Does the actor-critc train using only the stochastic state?

Question

Does the actor-critc train using only the stochastic state?

lewisboyd opened this issue 3 years ago · comments

Hi,

I'm very interested in your work but I am unclear if the actor-critic is trained only using the stochastic state as its observation or if it also uses the recurrent state? What's the reasoning behind this choice?

Thanks for all your work and for putting it on Github!

Danijar Hafner · Answer 1 · Tue Sep 28 2021 02:48:39 GMT+0800 (China Standard Time)

Hey, it gets both as input. In a POMDP, it definitely needs the GRU state, because that summarizes the history of observations. Empirically, it does not seem to matter much whether it also receives the stochastic sample or not.

GoingMyWay · Answer 2 · Sun Aug 07 2022 11:07:05 GMT+0800 (China Standard Time)

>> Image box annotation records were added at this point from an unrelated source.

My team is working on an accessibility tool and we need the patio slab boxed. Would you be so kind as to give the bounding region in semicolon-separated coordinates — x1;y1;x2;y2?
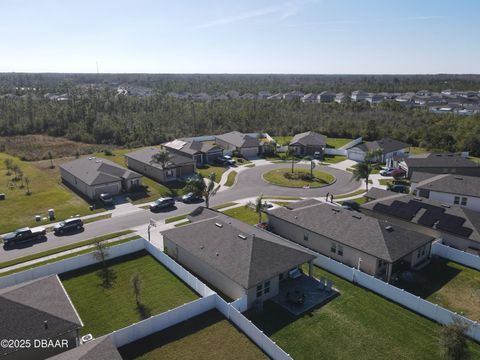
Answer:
271;274;339;315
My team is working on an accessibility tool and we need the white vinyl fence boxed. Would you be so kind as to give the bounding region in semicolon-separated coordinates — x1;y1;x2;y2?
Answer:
314;255;480;341
432;241;480;270
0;239;146;289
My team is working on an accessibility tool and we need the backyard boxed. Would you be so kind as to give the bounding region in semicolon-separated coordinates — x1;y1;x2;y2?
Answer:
262;168;335;188
0;153;101;234
248;267;480;360
395;258;480;321
60;251;198;337
119;310;268;360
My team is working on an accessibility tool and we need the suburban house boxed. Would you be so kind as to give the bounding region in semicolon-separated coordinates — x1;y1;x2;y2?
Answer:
215;131;261;158
348;138;410;166
288;131;327;158
162;139;223;165
60;157;142;200
317;91;337;102
267;199;434;282
361;192;480;253
162;207;316;307
399;153;480;178
49;336;122;360
0;275;83;359
125;147;195;183
411;172;480;211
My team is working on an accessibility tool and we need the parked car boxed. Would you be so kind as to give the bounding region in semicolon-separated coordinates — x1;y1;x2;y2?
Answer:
342;200;360;211
3;226;46;247
53;218;83;234
181;193;202;204
390;184;408;193
100;193;113;206
150;197;175;211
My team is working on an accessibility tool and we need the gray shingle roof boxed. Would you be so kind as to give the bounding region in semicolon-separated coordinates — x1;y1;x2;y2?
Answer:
60;157;142;185
215;131;260;148
267;202;434;262
417;174;480;197
162;208;316;289
0;275;83;356
49;336;122;360
290;131;327;146
361;194;480;242
405;153;479;168
125;147;195;169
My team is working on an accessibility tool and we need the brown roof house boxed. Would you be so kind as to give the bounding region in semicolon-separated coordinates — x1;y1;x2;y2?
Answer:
267;199;434;281
288;131;327;158
0;275;83;360
125;147;195;183
60;157;142;200
162;139;223;165
215;131;261;158
162;207;316;307
361;192;480;251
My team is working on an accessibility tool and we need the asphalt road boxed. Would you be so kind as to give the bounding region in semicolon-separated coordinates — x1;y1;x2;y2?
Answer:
0;163;359;262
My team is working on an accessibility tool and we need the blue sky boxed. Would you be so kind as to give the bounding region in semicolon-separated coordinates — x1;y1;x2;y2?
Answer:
0;0;480;74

Hi @danijar, after reading the code and the paper. I am confused. In the paper, Fig 2 tells that the learned prior $\hat{z_t}$ is used for imagination. And in Equation (3), the actor takes $\hat{z_t}$. However, in the code, I found the actor uses the posterior $z_t$ as input together with $h_t$.

It seems they are different. Could you please help me to understand it?

Danijar Hafner · Answer 3 · Mon Aug 08 2022 03:37:23 GMT+0800 (China Standard Time)

During imagination training, the actor takes both the GRU state a sample from the prior as input. During environment interaction, the actor takes both the GRU state and a sample from the posterior as input.

We use the prior during imagination because we don't know the corresponding observations. We use the posterior during environment interaction because we know the current observation.

The prior and posterior are trained to be close to each other using the KL loss.

GoingMyWay · Answer 4 · Mon Aug 08 2022 10:34:15 GMT+0800 (China Standard Time)

During imagination training, the actor takes both the GRU state a sample from the prior as input. During environment interaction, the actor takes both the GRU state and a sample from the posterior as input.

We use the prior during imagination because we don't know the corresponding observations. We use the posterior during environment interaction because we know the current observation.

The prior and posterior are trained to be close to each other using the KL loss.

@danijar I see. Thanks for the clarification.